Il colla son corps à celui de sa proie. Son sexe dur frotta contre la cuisse du blond dont les lèvres tremblèrent. L'épéiste n'y résista pas et s'empara de ce baiser qui s'offrait à lui et le fit sien. Sa bouche descendit bientôt le long du cou du cuisinier qu'il mordilla. Il hésita à lui faire un suçon. Non, mieux vallait le détendre le plus rapidement possible.
Ses doigts butèrent au premier bouton de chemise. Déjà que son camarade s'agitait un peu trop à son goût, il fallait qu'un obstacle aussi ridicule se dresse sur sa route vers le plaisir. Il décida de continuer sur sa lancée et l'arracha avec ses dents. Le deuxième s'ouvrit sans problème. Il huma l'odeur de sueur fraiche que dégageait ce torse dénudé, et résista à l'envie de terminer de dénuder Sanji. Le pantalon descendrait bien tout seul.

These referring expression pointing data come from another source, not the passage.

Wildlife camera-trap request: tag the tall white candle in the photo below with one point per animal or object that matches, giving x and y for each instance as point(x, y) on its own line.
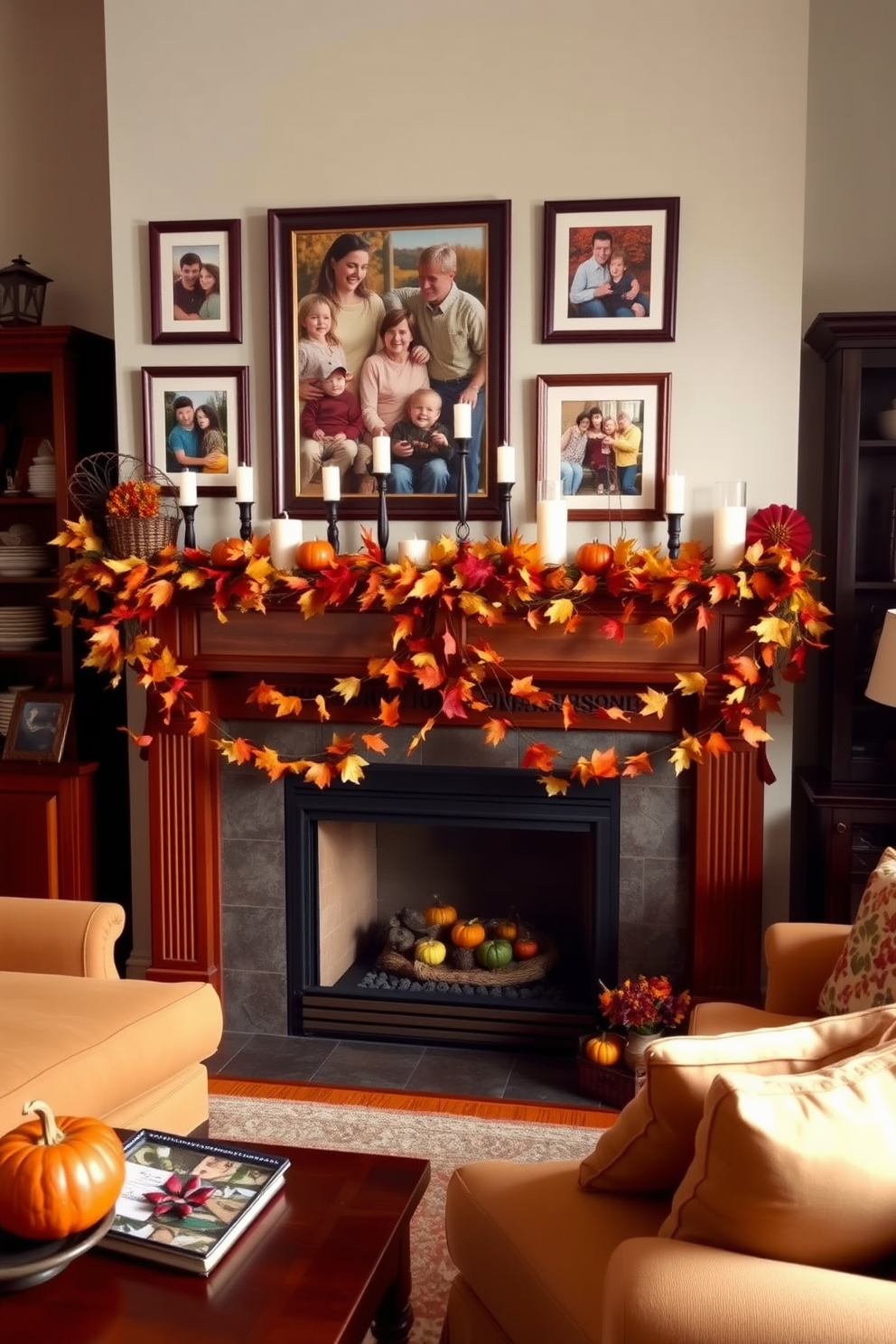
point(245, 485)
point(462, 420)
point(507, 464)
point(330, 480)
point(382, 454)
point(675, 493)
point(285, 537)
point(187, 488)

Ses lèvres s'emparèrent du premier téton qu'il suçota et mordilla plusieurs fois. Il réserva un traitement similaire au deuxième. Il sentit sous ses mains que le corps du blond perdait de sa résistance. Encore un peu plus et le tour était joué. Le pauvre respirait de plus en plus rapidement, de plus en plus fort. Son torse tressaillait à chaque fois que les dents de Zoro s'emparaient de la zone érectile. Il finit par s'abandonner au plaisir qui montait dans son corps.
_ Pourquoi ne pas passer au plat de résistance? susurra l'épéiste à son oreille alors que le corps du blond tremblait d'impatience.
Un bruit de pas les fit s'arrêter dans leur mouvement. Une chaussure à talon. Brusquement, Sanji le repoussa d'un coup de pied et reboutonna sa chemise avant de sauter à la rencontre de la nouvelle venue.
Zoro regarda le blond faire la fête au retour de Nami. Pourquoi avait-il fallu qu'elle arrivât à ce moment là. Il frotta sa joue que son partenaire avait endolori en souriant? Fichu cuistot! Vivement la prochaine escale, ou n'importe quel autre moment où is pourraient être tous les deux!
_ Je meurs de faim, s'écria Luffy qui revenait avec Usopp. Qu'est-ce qu'il y a à manger.
_ Ce que tu auras acheté, c'est à dire rien, déclara froidement Nico Robin.
_ Si tu veux, il y a de la pluie, lui proposa ironiquement la fille à l'épaule tatouée d'un moulin à vent où pousse une orange.
En effet, il avait recommencé à pleuvoir. Sanji ralluma une cicarette, Usopp ouvrit un parapluie tandis que les filles se mettaient à l'abri dans la cabine; Luffy resta sans voix un instant.
_ Quel goût ça a la pluie? Demanda-t-il à la cantonade? Tu sais la cuisiner Sanji?
Sans attendre de réponse, le capitaine au chapeau de paille renversa la tête en arrière et ouvrit la bouche. Plic. Ploc. Sanji tira une bouffée de sa cigarette et s'en retourna vers ses cuisines vides. Il ne jeta pas un regard à l'homme resté torse nu sous les gouttes d'eau, à l'homme qui lui tournait le dos en méditant.
Zoro savait quel était le goût de la pluie. Elle avait un goût de nicotine.